We take out the finished cabbage rolls from the oven, let them “rest” a little, for 5-10 minutes, and set the table.

That's all. As you can see, “Savoy cabbage rolls in the oven. A step-by-step recipe with a photo” is very simple, quite impressive and, believe me, delicious!

Bon appetit, and good for your home!

Lately, I've taken a liking to making savoy cabbage rolls. Of course, I also make this dish from ordinary white cabbage, but if there is a choice, then I give preference to Savoy cabbage. It has softer leaves, they bend easily (white-headed ones are hard), it is easier to wrap the stuffing in them, and cabbage rolls cook faster. But despite this, even cabbage rolls from Savoy cabbage are cooked for quite a long time, because we have to do a lot of operations with our products: first, make the minced meat (you can take it ready-made), then boil the rice, prepare the cabbage, then wrap the filling in leaves and, finally, cook what we have prepared.

But despite all these difficulties, cabbage rolls are a favorite dish for many housewives. They are prepared for the holidays, and for every day. And there are so many recipes that we can cook our favorite dish for a long time and not repeat ourselves.

Rinse the rice several times in cold water, then boil in salted water. You can not cook until fully cooked, it will reach readiness with further cooking.

In the meantime, let's take care of the head. I must say that the leaves of Savoy cabbage are easily separated from the head. Let's hold the separated leaves for several minutes in boiling water, and then cook a little and the head of cabbage itself, cutting out the middle from it.

We will gradually “undress” the cabbage, separating the outer leaves that have already softened.

We clean the carrots, grate and fry.

Divide the passerovka into two parts: add one part to the minced meat, and add tomato paste to the second.

During this time, the rice will be ready.

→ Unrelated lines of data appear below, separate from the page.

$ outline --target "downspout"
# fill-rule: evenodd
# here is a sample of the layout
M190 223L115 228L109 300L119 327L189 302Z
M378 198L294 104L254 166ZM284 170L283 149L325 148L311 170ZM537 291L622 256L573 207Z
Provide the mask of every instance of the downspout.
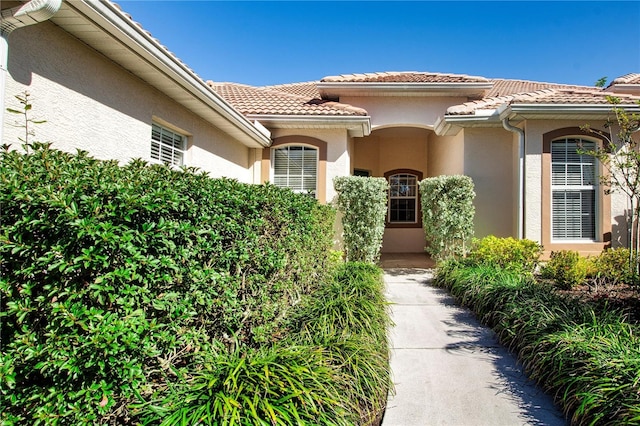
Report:
M13 30L44 22L60 9L62 0L31 0L0 12L0 142L4 137L5 87L9 64L9 34Z
M524 166L525 166L525 139L524 130L512 126L509 118L502 119L502 127L518 134L518 239L524 238Z

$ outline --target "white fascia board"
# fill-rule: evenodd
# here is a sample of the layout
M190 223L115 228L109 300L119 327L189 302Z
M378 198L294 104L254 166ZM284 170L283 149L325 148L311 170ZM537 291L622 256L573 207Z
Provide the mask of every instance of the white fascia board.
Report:
M493 83L347 83L319 82L318 91L329 98L339 96L474 96Z
M477 110L475 114L445 115L436 121L434 131L439 136L453 136L464 127L502 127L497 109Z
M273 129L346 129L350 136L363 137L371 133L371 117L327 116L327 115L247 115Z
M176 85L217 112L237 129L237 132L233 132L235 134L232 133L232 136L237 137L243 144L254 148L271 145L269 137L209 88L193 71L170 55L153 37L149 36L132 20L124 17L122 12L110 1L82 0L66 3L98 25L103 31L119 40L140 59L152 65ZM206 117L202 118L207 119Z
M640 106L633 104L514 104L502 110L500 117L535 119L575 115L576 118L588 116L592 119L606 119L611 116L614 107L624 108L629 112L640 112Z

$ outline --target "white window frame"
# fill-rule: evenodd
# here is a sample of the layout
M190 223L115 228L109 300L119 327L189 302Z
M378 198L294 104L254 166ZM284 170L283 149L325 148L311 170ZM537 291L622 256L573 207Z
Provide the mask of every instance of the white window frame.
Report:
M554 152L558 152L554 150L554 146L557 147L561 144L564 144L564 158L555 158ZM585 155L585 154L577 154L570 153L569 147L570 144L575 144L578 149L582 147L585 150L595 149L598 145L598 142L584 138L582 136L563 136L561 138L556 138L551 141L551 241L557 243L585 243L585 242L595 242L597 241L597 236L599 235L599 223L598 220L598 206L599 206L599 188L598 188L598 162L597 159ZM564 170L562 170L564 169ZM572 169L572 173L570 170ZM578 172L579 170L579 172ZM564 181L564 182L563 182ZM576 230L577 234L580 235L571 235L567 236L567 234L571 233L571 229L566 226L568 223L567 216L569 216L568 212L565 211L563 213L562 219L565 220L565 229L563 231L564 236L557 235L556 233L556 220L557 215L555 213L555 194L565 193L565 194L583 194L590 193L592 197L591 211L585 212L583 209L582 201L581 201L581 211L574 212L574 217L579 216L580 229ZM579 197L582 200L582 196ZM565 198L566 200L566 198ZM590 226L591 232L593 235L588 235L588 232L585 232L585 227L588 224L585 224L585 219L589 217L592 224Z
M158 123L151 124L150 157L153 162L183 166L187 154L187 137Z
M291 161L290 152L292 150L300 150L302 151L301 161L296 164ZM278 158L279 152L287 152L287 164L286 164L286 174L276 173L276 169L280 169L282 165L276 164L276 161L279 161L282 158ZM309 167L306 161L308 158L306 157L306 153L313 152L314 153L314 164L313 167ZM274 147L271 149L271 182L274 185L289 188L293 192L299 194L309 194L313 197L318 196L318 169L319 169L319 155L320 150L315 146L309 146L304 144L288 144L283 146ZM291 173L292 169L296 171L296 173ZM299 169L299 172L297 170ZM311 173L311 171L313 172ZM298 182L299 180L299 182ZM309 182L313 182L313 188L310 187Z
M398 192L397 195L394 195L394 182L393 179L394 178L398 178L398 179L407 179L407 178L411 178L413 179L415 182L413 185L413 191L411 193L411 191L409 191L409 195L402 195L400 194L400 192L407 192L406 190L402 190L400 189L400 191ZM419 195L419 188L418 188L418 181L420 180L419 177L413 173L409 173L409 172L400 172L400 173L394 173L392 175L389 176L388 178L389 180L389 208L387 209L387 223L390 225L416 225L420 222L420 200L418 199L418 195ZM397 221L397 220L391 220L391 201L392 200L414 200L414 214L415 214L415 218L413 221Z

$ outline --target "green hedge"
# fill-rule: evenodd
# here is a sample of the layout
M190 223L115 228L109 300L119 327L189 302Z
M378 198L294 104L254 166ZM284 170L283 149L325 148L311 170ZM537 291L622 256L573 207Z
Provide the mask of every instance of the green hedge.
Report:
M333 180L342 213L347 260L374 263L380 257L387 190L384 178L343 176Z
M468 176L437 176L419 185L427 252L436 260L463 256L473 237L473 181Z
M0 169L3 422L135 424L218 356L271 356L330 277L334 213L309 197L30 151Z
M468 259L441 264L435 281L496 331L571 424L640 425L640 327L622 313Z

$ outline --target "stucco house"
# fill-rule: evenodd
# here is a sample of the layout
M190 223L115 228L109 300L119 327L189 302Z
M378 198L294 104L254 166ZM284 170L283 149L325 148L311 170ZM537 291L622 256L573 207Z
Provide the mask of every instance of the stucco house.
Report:
M4 102L29 90L48 120L39 139L60 149L270 181L321 202L335 197L336 176L386 177L383 252L424 250L416 186L443 174L474 180L477 236L585 254L625 242L624 197L605 193L602 167L576 147L602 143L580 127L604 128L607 95L640 111L640 73L606 89L434 72L204 82L103 0L64 2L5 39ZM5 143L17 140L13 119L4 117Z

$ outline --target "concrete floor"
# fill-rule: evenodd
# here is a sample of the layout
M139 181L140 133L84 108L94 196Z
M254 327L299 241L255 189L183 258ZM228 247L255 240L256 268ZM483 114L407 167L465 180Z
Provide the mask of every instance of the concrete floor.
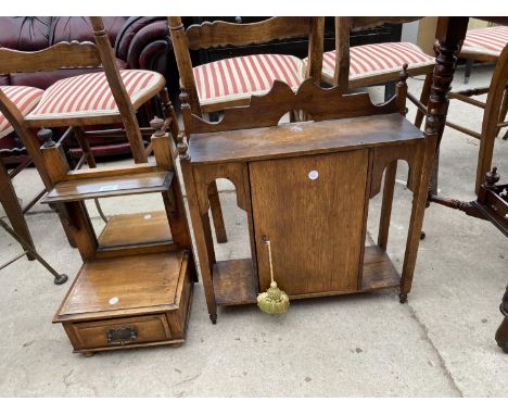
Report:
M488 81L492 67L473 72L470 85ZM457 75L457 85L462 75ZM418 92L421 80L410 79ZM372 90L380 99L379 88ZM481 113L453 102L450 114L480 128ZM414 118L414 110L408 115ZM440 189L472 200L479 143L447 129ZM495 164L508 179L508 142L496 142ZM404 255L410 192L401 167L390 237L398 268ZM16 179L20 198L39 189L34 171ZM230 242L219 257L249 252L245 215L221 185ZM376 235L380 198L371 202ZM157 200L122 203L123 211L153 209ZM106 213L118 212L113 200ZM156 208L155 208L156 209ZM40 253L74 276L81 261L67 246L54 213L37 205L27 222ZM99 225L100 221L96 219ZM195 286L187 343L73 354L51 318L69 284L54 286L25 259L0 272L0 395L4 397L508 397L508 355L494 341L507 284L508 239L487 222L432 205L427 211L412 291L294 301L284 315L255 306L221 309L208 320L203 287ZM20 247L0 230L0 262Z

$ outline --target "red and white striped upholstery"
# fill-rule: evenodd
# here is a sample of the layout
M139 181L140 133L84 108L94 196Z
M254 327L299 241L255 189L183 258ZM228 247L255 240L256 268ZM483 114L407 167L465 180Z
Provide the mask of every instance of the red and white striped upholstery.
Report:
M499 56L506 43L508 43L508 26L471 29L466 34L461 51Z
M279 79L296 90L303 81L302 61L287 54L225 59L193 68L201 105L263 95Z
M350 80L390 73L398 76L404 63L412 70L429 67L430 71L435 64L435 58L423 53L420 48L409 42L354 46L350 48ZM335 51L325 52L322 78L333 84L334 71Z
M7 98L17 106L23 115L28 114L40 101L42 93L45 93L42 89L33 87L7 86L0 87L0 89L5 93ZM12 130L13 128L11 123L9 123L5 116L0 113L0 138L11 134Z
M156 72L124 70L120 75L131 102L153 91L161 81L164 85L164 77ZM118 109L105 74L98 72L54 83L26 120L115 114L118 114Z

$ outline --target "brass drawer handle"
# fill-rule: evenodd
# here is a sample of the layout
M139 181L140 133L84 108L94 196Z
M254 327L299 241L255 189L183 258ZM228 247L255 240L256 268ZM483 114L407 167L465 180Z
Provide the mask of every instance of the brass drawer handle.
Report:
M134 341L138 331L134 327L112 328L106 331L107 344L122 344Z

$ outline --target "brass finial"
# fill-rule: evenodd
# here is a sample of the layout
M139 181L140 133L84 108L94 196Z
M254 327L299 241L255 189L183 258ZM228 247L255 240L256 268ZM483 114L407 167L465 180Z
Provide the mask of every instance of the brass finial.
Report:
M154 136L161 137L164 136L164 120L155 116L151 122L150 126L154 130Z
M487 187L494 187L497 181L499 181L499 173L497 173L497 167L492 167L492 171L485 174L485 181Z
M45 148L56 146L56 142L53 141L53 131L49 128L45 128L45 127L40 128L37 131L37 138L40 141L43 141L42 146Z

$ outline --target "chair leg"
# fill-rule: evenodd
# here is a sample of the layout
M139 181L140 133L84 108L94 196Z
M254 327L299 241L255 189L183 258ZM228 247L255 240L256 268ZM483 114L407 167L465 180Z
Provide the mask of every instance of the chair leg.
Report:
M9 177L8 171L0 160L0 202L5 211L9 221L11 222L14 231L20 235L26 243L35 250L34 240L23 215L22 206L17 200L14 187ZM31 253L27 254L28 260L34 261L35 256Z
M503 97L501 109L499 112L499 123L504 123L506 120L506 114L508 113L508 86L505 88L505 96ZM499 135L501 127L497 127L496 137ZM507 135L503 137L504 140L507 139Z
M497 61L496 67L488 88L485 111L483 113L482 134L480 137L480 153L477 166L477 184L474 187L478 193L480 186L484 181L485 174L491 171L492 155L494 152L494 142L497 133L497 123L499 120L501 105L508 81L508 49Z
M506 292L503 297L503 302L499 305L499 310L505 318L496 331L496 342L505 353L508 353L508 286L506 287Z
M90 143L87 140L85 130L81 127L74 127L74 133L76 139L81 148L82 153L87 156L87 164L90 168L96 168L96 159L93 158L93 152L90 148Z
M469 78L471 77L471 72L472 72L472 64L473 64L472 59L468 59L466 61L466 72L463 74L463 84L465 85L469 84Z
M397 83L395 80L389 80L384 85L384 101L388 101L390 98L392 98L395 95L395 86Z
M217 181L213 181L208 189L209 209L214 218L215 236L217 242L226 243L228 236L226 234L226 225L224 224L223 209L220 208L220 199L218 196Z
M431 86L432 86L432 73L427 74L426 81L423 83L423 87L421 89L420 102L424 106L427 106L429 104ZM417 111L417 115L416 115L416 118L415 118L415 126L417 128L421 128L421 124L423 123L424 115L426 114L423 112L421 112L420 110Z

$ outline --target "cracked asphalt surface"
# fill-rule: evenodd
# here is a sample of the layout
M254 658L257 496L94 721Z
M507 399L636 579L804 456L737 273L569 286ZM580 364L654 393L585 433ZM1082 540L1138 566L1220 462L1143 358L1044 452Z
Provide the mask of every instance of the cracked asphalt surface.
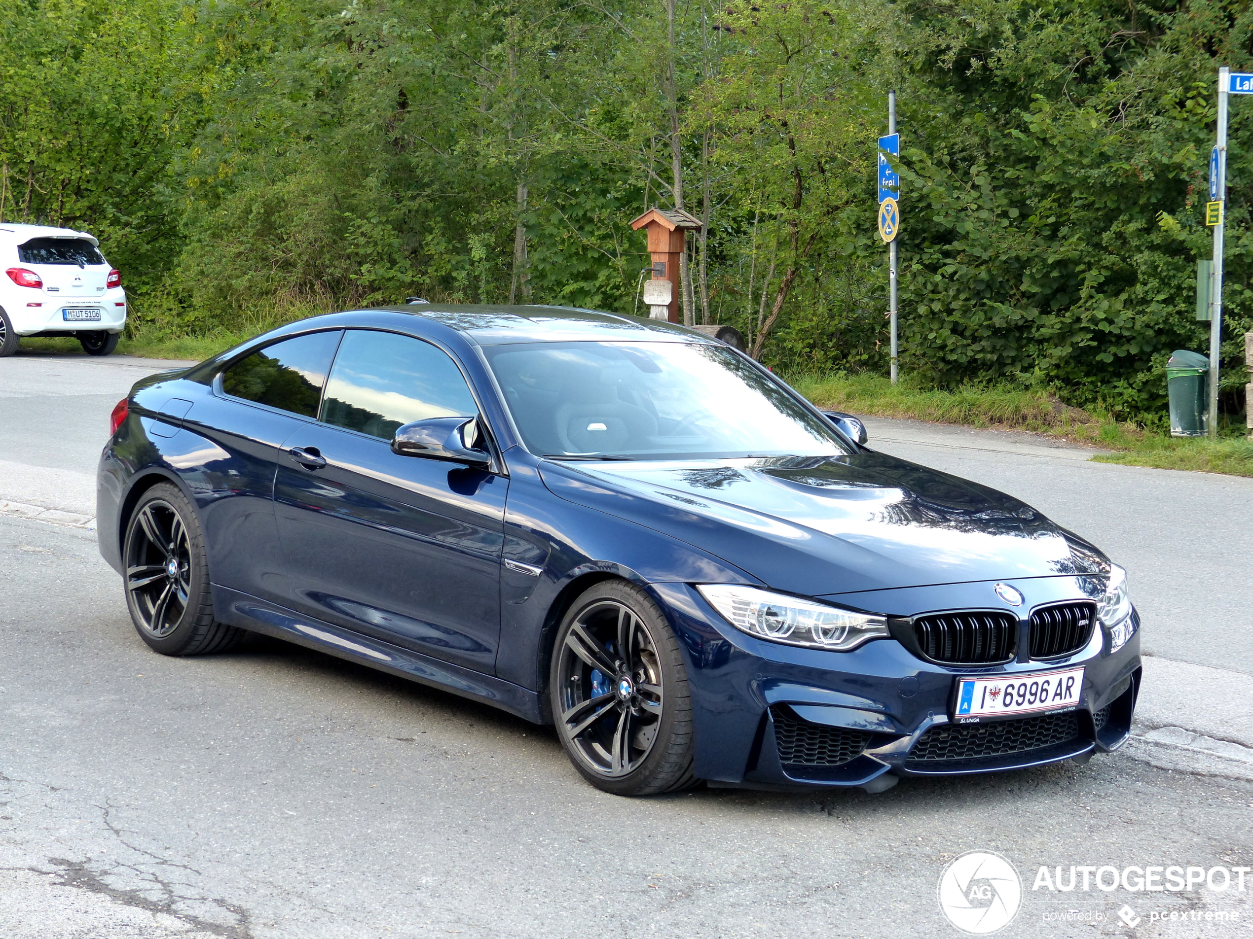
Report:
M1187 764L1129 750L878 795L625 800L545 729L337 659L150 652L93 532L0 515L0 586L6 939L956 936L937 880L975 849L1024 880L1002 935L1244 935L1253 918L1253 876L1031 890L1039 865L1253 865L1253 784Z

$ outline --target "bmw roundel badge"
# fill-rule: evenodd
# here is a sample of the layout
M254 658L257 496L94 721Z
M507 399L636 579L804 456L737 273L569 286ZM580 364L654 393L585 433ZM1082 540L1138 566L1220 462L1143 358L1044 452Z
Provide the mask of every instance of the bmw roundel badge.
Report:
M1022 595L1011 587L1009 583L997 583L992 590L996 591L996 596L1004 600L1010 606L1021 606Z

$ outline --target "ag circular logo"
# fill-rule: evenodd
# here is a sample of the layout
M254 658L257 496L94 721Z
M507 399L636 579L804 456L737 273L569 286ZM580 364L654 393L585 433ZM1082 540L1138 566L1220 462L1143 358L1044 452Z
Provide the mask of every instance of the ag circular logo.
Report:
M964 933L987 935L1014 921L1022 881L995 851L966 851L940 875L940 909Z

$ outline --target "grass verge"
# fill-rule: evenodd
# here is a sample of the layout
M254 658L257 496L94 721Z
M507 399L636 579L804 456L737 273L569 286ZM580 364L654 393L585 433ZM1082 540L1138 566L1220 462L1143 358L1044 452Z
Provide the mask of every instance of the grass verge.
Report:
M804 376L793 387L819 407L852 414L908 417L918 421L1031 431L1086 443L1113 453L1103 463L1193 470L1253 477L1253 441L1243 436L1170 437L1061 403L1051 394L1012 386L964 386L954 391L923 388L878 376Z
M134 328L132 337L123 338L118 352L143 358L199 362L279 322L258 321L238 331L217 329L202 336L178 336L140 326ZM81 352L78 339L23 339L21 344L48 352ZM1114 451L1093 457L1101 463L1253 477L1253 441L1243 436L1224 436L1217 441L1170 437L1114 421L1108 414L1070 407L1032 388L969 384L940 391L907 381L892 384L887 378L867 374L799 376L792 379L792 386L818 407L831 411L1030 431Z

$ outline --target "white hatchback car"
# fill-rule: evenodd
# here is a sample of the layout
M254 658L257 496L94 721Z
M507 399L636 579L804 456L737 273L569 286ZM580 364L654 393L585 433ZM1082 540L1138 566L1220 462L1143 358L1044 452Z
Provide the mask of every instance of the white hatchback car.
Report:
M0 357L21 336L73 336L108 356L127 324L122 274L86 232L0 222Z

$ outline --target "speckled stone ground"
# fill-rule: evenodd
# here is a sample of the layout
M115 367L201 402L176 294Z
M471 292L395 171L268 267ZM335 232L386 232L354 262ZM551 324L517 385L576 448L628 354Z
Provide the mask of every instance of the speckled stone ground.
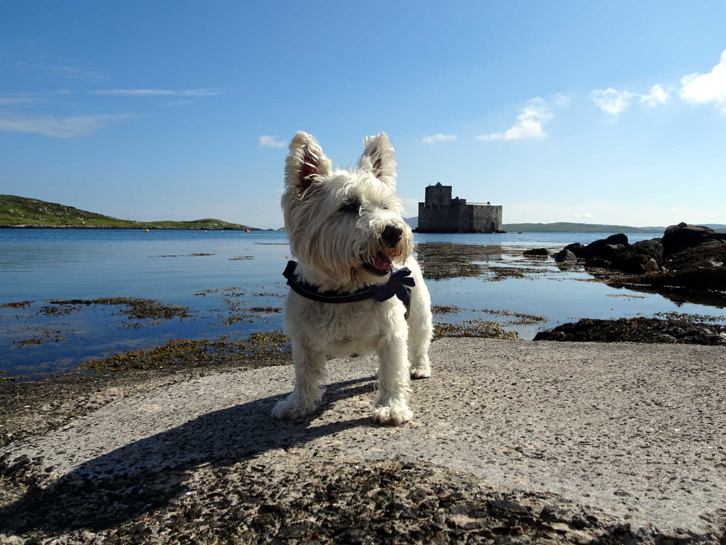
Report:
M726 349L444 339L431 359L399 428L370 420L372 359L331 360L295 421L269 416L289 366L118 396L0 451L0 540L723 538Z

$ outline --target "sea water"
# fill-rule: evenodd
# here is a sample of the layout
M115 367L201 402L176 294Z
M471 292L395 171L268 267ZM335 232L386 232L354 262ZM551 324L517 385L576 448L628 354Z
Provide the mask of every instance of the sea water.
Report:
M505 251L488 265L516 267L526 262L518 257L521 250L561 249L609 234L415 233L414 238L417 244L499 246ZM628 233L631 243L654 236ZM0 370L38 378L75 369L89 359L152 348L169 339L215 339L280 329L280 309L287 290L282 272L293 258L282 231L0 230ZM592 277L582 267L560 270L551 258L541 263L543 273L523 278L428 280L433 304L461 309L435 315L435 321L498 320L505 328L531 339L541 328L580 318L672 311L723 314L719 307L583 281ZM102 297L155 299L189 307L192 316L134 320L123 313L123 305L105 304L64 305L60 308L73 312L62 315L44 311L52 307L52 300ZM25 307L8 304L26 301L30 302ZM486 310L544 319L512 325L510 318Z

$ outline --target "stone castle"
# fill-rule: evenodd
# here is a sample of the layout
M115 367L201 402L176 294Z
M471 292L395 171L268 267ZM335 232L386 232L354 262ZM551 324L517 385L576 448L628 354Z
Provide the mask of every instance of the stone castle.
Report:
M418 203L418 233L504 233L502 206L452 198L452 186L429 185Z

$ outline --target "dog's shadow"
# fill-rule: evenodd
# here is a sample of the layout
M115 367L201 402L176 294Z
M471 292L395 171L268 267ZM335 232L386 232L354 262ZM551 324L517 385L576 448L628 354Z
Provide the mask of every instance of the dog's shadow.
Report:
M374 380L371 376L327 385L317 410L306 418L272 419L280 396L271 396L202 415L117 448L47 486L31 487L23 497L0 508L0 533L103 530L168 505L187 491L184 481L196 467L231 465L353 427L373 427L370 416L310 424L334 402L370 392Z

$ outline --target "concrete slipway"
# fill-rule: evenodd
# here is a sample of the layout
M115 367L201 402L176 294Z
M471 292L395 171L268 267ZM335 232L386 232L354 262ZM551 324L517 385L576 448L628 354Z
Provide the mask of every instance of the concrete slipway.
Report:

Rinse it and add to minced meat. Also squeeze a few cloves of garlic into the minced meat. Let's mix everything.

Let's prepare the leaves for wrapping the filling in them: cut off the thickening from the outside of the sheet.

At the base of the sheet in the center lay out the filling.

Let's close the filling from the sides.

Roll the leaf with the filling into a roll.

We will close the bottom of the pan with unclaimed leaves, and put our rolls on them. Fill with water and add that part of the sautéing to which we added the tomato paste. Cook cabbage rolls from Savoy cabbage for about an hour in salted water under the lid.

When serving, pour the cabbage rolls with the sauce in which they were cooked.